Anti Niemi a été laissé à lui-même mardi soir au Minnesota.

Niemi à l’abattoir

CHRONIQUE / Après avoir vu Carey Price sauver les meubles dimanche à Chicago, contre la pire équipe de la Ligue nationale de hockey, Antti Niemi n’a pas été en mesure de dupliquer l’exploit mardi au Minnesota.

En fait, le vétéran auxiliaire a tout simplement été envoyé à l’abattoir par ses coéquipiers dans une raclée servie par le Wild.

Dès le début du match, on a compris que la soirée serait longue entre les poteaux. Les jambes étaient lourdes et le Tricolore peinait à suivre la cadence de la bande à Bruce Boudreau.
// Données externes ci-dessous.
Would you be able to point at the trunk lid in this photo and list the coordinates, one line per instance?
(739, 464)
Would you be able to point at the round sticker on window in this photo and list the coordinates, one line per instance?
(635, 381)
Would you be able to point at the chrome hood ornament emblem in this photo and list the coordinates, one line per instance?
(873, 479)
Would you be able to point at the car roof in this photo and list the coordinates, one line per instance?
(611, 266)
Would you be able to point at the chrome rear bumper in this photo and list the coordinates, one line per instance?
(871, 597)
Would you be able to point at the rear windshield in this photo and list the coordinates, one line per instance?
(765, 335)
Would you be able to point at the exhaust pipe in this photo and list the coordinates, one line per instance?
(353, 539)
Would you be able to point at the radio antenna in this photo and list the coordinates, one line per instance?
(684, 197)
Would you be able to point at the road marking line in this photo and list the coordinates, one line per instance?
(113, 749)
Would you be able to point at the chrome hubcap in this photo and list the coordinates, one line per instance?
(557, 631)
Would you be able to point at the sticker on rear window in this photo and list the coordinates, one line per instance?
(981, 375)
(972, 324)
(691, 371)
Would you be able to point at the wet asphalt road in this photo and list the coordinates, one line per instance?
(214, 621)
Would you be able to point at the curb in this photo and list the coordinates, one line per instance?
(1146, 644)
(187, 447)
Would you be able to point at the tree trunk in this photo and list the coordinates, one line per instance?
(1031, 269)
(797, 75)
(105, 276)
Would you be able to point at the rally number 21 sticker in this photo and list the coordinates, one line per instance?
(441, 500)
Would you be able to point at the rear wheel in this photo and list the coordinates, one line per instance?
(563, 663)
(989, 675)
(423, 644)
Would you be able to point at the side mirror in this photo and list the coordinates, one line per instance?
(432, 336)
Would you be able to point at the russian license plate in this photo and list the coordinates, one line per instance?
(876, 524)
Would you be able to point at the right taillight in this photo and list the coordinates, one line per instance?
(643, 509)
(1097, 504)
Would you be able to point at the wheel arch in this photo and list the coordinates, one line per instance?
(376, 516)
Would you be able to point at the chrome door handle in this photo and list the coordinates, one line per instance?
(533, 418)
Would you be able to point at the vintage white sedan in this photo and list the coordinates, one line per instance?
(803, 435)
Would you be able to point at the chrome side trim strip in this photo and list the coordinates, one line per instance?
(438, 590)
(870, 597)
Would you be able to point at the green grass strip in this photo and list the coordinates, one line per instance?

Imaginez, il a fallu attendre 12 minutes avant de se mettre une (mince) chance de marquer sous la dent, gracieuseté de Jonathan Drouin.

Malgré tout, à la mi-match, le Canadien réussissait toujours à tenir le coup, tant bien que mal, en arrière seulement par un but.

C’est alors que le capitaine a fait dérailler le match. Plutôt solide depuis son retour au jeu, Shea Weber en a échappé une, mardi. Son double-échec de trop asséné à Zach Parise a d’abord permis au Wild de doubler son avance en supériorité numérique.

Puis, alors que le Canadien profitait d’une attaque massive, Weber s’est fait complètement déculotter par un Charlie Coyle aux airs de Connor McDavid. En un rien de temps, la séquence était enregistrée dans les jeux de la semaine et le match glissait entre les mains du Tricolore.

Comprenez-moi bien, le capitaine est loin d’être l’unique cause de cette défaite. Mais avec une marque de 1-0, ses deux bourdes ont poussé l’équipe dans le précipice. À 3-0, la chaîne a tout simplement débarqué avec un Niemi impuissant et laissé à lui-même devant le filet.

Ce genre de contre-performance du Canadien au Minnesota n’a rien de nouveau. Il faut remonter au 20 mars 2011 pour retracer la dernière victoire du Bleu-blanc-rouge au domicile du Wild, une disette de six revers.

L’an dernier, le Tricolore avait également bien mal paru dans cet amphithéâtre, particulièrement Carey Price. Mardi, c’est Niemi qui a été victime d’un lamentable effort de ses coéquipiers.

La soirée de congé de Sa Sainteté ne pouvait donc tomber plus à point, question de protéger sa confiance. Coïncidence ou planification stratégique de Claude Julien?